Slovak businessman and politician

Ľudovít Goga (born 5 February 1969) is a Slovak politician and businessman. From 2016 to 2023, he served as a Member of the National Council.

Goga was born on 5 February 1969 in Bratislava. He was raised by a single mother in humble conditions along with his half-brother Boris Kollár. He was educated at a grammar school in Bratislava and at the University of Economics in Bratislava, graduating in 1991. Following graduation he worked as a consultant for skiing resorts.

Goga entered politics along with his brother Boris Kollár.

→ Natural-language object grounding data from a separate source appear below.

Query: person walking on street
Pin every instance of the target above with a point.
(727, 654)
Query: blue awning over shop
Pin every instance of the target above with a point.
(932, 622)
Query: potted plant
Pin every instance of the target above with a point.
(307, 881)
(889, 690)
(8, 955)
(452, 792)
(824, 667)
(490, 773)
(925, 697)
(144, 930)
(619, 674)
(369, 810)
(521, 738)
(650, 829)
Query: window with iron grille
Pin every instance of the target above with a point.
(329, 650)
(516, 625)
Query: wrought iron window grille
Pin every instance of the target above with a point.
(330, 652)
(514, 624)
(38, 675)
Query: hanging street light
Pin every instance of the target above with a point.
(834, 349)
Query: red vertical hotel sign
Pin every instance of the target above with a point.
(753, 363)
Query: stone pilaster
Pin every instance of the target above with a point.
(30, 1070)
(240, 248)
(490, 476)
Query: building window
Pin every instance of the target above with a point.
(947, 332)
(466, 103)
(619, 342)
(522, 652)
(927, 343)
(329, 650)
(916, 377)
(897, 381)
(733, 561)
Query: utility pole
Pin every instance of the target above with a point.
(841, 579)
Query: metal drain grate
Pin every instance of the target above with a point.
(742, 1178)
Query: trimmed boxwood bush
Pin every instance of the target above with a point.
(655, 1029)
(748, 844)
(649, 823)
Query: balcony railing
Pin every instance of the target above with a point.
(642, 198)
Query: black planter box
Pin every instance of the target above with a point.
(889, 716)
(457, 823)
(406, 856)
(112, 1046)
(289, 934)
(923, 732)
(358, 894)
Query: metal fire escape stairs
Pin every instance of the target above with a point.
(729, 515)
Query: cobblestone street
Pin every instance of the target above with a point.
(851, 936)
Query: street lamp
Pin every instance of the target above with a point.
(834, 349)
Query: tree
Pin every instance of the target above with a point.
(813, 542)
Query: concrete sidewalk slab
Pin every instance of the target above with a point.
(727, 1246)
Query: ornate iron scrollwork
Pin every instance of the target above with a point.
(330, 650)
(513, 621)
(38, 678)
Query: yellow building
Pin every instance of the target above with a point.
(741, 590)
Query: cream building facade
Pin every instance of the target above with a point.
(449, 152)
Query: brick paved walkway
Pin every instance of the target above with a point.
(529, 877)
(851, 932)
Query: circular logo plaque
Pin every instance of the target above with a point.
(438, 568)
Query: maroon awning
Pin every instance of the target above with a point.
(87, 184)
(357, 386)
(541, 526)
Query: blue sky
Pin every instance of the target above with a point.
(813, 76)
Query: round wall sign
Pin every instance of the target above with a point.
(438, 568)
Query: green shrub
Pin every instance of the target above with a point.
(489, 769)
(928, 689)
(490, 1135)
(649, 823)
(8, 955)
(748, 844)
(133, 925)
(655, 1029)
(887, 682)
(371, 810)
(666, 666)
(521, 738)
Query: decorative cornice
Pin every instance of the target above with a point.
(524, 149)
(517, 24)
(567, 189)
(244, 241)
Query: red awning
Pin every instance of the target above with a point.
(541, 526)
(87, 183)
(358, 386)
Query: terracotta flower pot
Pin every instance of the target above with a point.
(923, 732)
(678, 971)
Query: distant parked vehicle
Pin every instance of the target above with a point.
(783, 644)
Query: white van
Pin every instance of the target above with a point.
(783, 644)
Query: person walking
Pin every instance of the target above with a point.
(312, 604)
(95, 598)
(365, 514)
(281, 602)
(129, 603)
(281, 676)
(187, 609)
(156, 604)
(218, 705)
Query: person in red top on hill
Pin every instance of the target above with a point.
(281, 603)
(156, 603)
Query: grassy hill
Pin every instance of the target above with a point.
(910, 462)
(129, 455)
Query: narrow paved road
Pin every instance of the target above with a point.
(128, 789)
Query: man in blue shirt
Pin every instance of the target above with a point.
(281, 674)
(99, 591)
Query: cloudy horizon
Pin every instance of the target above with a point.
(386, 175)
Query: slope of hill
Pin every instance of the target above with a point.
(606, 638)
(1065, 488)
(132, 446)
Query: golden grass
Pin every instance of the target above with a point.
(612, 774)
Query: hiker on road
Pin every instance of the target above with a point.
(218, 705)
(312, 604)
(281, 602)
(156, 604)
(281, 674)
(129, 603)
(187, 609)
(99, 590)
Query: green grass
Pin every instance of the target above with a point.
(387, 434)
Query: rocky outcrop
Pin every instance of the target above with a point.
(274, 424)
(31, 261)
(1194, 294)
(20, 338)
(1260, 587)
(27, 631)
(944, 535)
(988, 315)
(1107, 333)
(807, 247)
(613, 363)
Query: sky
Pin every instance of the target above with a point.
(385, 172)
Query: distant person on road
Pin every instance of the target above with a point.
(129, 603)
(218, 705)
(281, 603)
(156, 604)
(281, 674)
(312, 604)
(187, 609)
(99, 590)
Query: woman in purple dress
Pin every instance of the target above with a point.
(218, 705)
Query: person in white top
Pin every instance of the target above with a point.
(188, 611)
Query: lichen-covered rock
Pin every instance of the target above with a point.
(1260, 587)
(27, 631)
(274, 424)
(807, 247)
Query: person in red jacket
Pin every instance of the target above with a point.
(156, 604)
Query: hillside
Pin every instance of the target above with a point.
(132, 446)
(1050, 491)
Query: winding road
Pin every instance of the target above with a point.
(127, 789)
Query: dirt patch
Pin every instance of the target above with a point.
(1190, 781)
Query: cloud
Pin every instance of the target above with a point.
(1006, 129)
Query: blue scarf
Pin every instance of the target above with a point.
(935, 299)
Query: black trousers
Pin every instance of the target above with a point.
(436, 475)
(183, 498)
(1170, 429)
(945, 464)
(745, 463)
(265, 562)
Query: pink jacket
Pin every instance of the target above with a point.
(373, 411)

In the 2016 and 2020 elections, he was elected to the parliament on the list of the We Are Family party which was founded and led by Kollár.

In the parliament, Goga kept a rather low profile, being amongst the least known MPs. At the same time, he was the MP with the highest number of business trips, including to exotic destinations, which was a subject of criticism by political scientists. Within We are Family, Goga was in charge of developing foreign relations, in particular with the Identity and Democracy Party in the European Parliament.